Why aren’t there more women leading design teams at top tech companies? Of course, there’s the problem of corporate culture generally (and tech culture specifically) that makes the path to leadership disproportionately stressful for women.
I also believe this gap has more to do with the way women are socialized. For example, Carol Dweck’s work at Stanford shows that teachers and parents praise little girls to develop fixed mindsets about their abilities, making it difficult for them to develop urgent optimism (i.e., persistence).

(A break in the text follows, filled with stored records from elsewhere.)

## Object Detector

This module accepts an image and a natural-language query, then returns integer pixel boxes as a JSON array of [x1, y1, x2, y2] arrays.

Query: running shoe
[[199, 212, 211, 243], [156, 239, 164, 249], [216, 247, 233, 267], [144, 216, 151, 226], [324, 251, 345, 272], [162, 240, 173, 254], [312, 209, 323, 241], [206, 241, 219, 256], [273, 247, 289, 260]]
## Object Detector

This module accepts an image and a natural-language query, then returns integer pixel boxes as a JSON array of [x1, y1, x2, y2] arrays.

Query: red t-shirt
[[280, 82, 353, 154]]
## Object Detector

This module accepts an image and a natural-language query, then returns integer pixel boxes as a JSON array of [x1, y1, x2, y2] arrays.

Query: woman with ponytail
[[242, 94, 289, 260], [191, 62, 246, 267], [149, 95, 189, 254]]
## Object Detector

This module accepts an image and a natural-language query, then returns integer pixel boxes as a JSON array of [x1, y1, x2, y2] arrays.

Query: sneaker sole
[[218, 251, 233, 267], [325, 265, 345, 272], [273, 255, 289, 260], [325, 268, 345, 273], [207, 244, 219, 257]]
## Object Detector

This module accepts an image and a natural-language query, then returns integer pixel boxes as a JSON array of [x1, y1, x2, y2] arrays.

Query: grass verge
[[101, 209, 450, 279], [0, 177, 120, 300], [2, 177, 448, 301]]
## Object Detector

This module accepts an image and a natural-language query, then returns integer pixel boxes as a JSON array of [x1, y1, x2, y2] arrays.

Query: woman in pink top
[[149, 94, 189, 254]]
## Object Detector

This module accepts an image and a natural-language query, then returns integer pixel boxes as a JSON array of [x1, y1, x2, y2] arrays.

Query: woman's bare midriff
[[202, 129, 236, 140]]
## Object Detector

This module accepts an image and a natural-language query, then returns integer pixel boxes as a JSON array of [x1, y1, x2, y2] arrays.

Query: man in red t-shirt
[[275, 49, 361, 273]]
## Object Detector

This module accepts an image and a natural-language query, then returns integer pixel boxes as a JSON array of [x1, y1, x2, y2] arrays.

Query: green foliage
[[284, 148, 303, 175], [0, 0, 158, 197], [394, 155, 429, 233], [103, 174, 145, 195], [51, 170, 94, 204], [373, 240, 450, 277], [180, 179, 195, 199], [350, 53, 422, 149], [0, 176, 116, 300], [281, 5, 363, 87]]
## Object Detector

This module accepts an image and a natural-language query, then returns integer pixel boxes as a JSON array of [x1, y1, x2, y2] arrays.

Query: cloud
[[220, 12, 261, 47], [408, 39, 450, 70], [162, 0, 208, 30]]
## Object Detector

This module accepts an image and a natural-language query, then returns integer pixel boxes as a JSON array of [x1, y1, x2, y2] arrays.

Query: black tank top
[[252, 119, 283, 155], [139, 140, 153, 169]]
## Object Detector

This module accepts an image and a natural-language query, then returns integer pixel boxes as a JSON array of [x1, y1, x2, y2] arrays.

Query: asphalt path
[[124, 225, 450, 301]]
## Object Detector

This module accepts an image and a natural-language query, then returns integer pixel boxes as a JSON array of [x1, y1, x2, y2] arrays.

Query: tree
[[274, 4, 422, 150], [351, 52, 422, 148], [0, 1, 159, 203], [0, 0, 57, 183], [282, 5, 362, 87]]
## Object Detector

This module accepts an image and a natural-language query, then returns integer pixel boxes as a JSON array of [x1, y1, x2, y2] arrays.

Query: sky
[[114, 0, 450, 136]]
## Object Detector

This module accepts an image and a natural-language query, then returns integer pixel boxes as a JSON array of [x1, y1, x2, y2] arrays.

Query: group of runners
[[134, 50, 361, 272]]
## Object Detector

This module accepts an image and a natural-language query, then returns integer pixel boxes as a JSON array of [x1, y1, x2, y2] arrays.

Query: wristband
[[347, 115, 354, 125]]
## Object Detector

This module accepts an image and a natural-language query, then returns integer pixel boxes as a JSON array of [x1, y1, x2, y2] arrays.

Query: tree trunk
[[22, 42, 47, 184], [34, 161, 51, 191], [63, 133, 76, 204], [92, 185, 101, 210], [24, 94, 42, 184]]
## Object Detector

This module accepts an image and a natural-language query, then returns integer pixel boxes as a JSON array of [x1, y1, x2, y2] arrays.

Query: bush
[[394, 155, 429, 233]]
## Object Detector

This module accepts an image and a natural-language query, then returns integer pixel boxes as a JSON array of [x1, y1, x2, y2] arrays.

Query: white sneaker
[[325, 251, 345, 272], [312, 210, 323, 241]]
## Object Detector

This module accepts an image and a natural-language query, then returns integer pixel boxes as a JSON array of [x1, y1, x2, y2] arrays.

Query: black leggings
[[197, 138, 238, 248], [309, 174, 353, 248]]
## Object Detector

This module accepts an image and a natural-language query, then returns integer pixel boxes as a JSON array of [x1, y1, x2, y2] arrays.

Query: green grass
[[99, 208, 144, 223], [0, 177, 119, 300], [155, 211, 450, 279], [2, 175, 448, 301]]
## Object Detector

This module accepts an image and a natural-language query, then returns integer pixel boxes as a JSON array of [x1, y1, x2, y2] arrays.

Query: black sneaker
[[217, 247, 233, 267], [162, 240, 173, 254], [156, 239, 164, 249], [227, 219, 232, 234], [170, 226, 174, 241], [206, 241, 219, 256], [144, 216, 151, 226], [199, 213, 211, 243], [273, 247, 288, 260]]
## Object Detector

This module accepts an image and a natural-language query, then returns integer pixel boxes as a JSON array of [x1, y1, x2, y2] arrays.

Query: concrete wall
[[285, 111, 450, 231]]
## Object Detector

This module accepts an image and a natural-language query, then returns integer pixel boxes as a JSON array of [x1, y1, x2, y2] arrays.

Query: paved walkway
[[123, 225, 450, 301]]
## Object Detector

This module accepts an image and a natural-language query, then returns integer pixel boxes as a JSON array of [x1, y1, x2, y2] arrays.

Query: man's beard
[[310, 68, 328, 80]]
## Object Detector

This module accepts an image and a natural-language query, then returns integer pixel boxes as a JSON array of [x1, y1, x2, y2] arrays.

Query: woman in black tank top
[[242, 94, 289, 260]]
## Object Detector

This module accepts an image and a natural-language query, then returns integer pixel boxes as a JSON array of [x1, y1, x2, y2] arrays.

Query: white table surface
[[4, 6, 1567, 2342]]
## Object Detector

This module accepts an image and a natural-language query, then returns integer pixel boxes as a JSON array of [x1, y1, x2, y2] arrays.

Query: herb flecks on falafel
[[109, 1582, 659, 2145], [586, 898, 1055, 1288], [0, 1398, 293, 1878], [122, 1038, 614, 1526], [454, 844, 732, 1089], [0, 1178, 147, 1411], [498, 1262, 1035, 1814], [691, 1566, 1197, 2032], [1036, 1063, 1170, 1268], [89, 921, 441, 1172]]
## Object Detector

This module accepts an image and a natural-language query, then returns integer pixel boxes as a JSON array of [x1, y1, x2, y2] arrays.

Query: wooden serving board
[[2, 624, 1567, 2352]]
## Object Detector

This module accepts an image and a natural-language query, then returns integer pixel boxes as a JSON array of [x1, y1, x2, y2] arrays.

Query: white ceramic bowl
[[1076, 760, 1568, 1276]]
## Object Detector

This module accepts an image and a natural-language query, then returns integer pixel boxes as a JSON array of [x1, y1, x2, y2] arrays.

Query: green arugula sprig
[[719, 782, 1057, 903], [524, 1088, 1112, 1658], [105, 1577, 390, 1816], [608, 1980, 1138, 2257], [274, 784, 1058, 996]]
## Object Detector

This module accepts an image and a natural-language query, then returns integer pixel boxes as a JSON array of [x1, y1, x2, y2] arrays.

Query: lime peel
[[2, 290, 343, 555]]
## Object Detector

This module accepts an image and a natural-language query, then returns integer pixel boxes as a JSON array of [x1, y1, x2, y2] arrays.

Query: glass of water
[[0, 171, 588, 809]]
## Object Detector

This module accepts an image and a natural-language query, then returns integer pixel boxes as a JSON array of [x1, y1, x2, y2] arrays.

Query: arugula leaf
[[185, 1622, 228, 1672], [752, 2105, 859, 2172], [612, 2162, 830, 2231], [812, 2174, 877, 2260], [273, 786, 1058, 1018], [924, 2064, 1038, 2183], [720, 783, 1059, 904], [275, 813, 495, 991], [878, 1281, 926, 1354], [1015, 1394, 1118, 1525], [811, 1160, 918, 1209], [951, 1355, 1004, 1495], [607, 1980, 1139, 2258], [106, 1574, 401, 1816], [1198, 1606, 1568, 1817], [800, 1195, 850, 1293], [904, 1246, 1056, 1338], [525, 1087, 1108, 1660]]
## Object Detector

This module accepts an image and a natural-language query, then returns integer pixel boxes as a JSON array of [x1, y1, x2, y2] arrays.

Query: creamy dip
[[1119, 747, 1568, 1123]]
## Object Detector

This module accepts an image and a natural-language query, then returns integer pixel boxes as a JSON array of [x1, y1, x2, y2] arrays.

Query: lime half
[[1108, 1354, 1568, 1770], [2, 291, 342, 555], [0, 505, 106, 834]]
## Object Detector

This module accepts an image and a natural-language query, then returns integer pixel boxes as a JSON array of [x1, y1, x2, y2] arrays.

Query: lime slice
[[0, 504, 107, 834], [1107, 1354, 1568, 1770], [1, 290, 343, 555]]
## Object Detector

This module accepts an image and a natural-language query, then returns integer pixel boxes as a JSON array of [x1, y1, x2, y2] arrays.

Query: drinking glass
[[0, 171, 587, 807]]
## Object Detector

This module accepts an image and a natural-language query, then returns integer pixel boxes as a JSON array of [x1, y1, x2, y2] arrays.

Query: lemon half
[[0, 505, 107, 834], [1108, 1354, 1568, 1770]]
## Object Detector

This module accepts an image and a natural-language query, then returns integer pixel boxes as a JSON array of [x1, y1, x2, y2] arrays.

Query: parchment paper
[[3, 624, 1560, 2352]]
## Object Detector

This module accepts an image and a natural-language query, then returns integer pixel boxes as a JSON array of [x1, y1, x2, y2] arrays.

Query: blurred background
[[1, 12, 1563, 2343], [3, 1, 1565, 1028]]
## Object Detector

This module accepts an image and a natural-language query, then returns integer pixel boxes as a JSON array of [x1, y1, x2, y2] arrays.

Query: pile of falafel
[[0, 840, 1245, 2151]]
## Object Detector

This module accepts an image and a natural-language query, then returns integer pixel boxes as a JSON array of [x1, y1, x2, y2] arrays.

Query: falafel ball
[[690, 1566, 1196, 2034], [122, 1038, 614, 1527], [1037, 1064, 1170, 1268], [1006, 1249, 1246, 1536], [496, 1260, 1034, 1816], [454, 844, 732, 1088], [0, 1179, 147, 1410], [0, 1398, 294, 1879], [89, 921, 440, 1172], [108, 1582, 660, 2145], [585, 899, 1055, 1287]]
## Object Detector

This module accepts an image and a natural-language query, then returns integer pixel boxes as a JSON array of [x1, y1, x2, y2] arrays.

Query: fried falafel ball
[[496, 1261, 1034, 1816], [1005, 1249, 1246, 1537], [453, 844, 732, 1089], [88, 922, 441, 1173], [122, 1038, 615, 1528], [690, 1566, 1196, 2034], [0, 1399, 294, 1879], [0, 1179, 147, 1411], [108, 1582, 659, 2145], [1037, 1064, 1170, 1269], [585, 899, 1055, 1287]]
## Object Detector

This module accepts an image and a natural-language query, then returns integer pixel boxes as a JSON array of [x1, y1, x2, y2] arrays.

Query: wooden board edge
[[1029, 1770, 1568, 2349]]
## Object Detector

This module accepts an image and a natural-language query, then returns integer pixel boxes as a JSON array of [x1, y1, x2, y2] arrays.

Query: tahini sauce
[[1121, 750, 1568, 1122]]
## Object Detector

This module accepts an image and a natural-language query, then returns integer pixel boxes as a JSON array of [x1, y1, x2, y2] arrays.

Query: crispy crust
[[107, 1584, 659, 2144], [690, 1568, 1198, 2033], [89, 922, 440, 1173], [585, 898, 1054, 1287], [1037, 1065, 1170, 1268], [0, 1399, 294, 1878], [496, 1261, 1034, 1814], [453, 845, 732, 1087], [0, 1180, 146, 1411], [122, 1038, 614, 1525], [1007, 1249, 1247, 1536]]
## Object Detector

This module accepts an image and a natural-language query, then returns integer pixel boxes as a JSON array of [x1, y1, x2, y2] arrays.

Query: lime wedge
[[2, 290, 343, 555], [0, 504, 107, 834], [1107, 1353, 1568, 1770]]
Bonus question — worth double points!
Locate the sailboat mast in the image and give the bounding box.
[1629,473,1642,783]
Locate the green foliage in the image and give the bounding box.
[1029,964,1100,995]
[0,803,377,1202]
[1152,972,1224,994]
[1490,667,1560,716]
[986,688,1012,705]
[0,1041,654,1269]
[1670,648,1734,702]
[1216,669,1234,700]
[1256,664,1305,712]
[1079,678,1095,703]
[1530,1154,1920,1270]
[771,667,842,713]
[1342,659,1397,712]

Moreover, girls are way more likely to follow the rules and do their homework, compared to boys. They also feel the pressure to be “perfect” in light of messages from media and the entertainment industry. These very tendencies undermine design leadership, which requires one to act quickly, question constraints, and make a ton of mistakes.
As an attitude that is experimental and embraces mistakes, creative confidence could be the antidote if women and companies embrace it as important. Inspired by this idea, Designer Fund recently facilitated a panel of top women leaders from Dropbox, Asana, and Wealthfront who shared their tips on boosting creative confidence:
The fear of making mistakes (e.g., perfectionism) is what often what prevents women from sharing their opinions and voices in the first place. Kristen Spilman, head of Brand Design at Dropbox assumed their new playful human-like illustration style would definitely not touch the business product. After a lot of testing and listening, however, she realized she was wrong: “It’s always okay to surface vulnerability and say, I was wrong. Let’s ditch [that rule], and see what happens.”
It’s easy to get discouraged when we get push-back on an idea or direction, unless you reframe the disagreement as an opportunity for further collaboration and learning. Early in her career, one company hired Amanda Linden (now Head of Product Design at Asana) to redesign their product but didn’t want her to change the logo. She decided to direct a few explorations of the logo at the end after the redesign. At that moment, it became apparent to everyone that an updated logo made the most sense. “There’s a richer conversation that happens when you bring your idea and their idea and you look at them side-by-side.”
Kate Aronowitz, VP of Design at Wealthfront encourages emerging designers to take on projects, even if they feel like they can’t do them: “I’ve seen so many projects come along that people are like, ‘I don’t want to touch that, that’s too hard,’ and many times it’s a real beast but in the end, somebody’s going to become triumphant over that, so I encourage people to just say yes.”
To build upon these tips, companies need to invest in women’s leadership development initiatives, with a focus on unlearning mindsets–such as perfectionism–that stifle creative confidence. If we want more women leading design, it’s important we continue showcasing role models that inspire future generations of women designers to step up.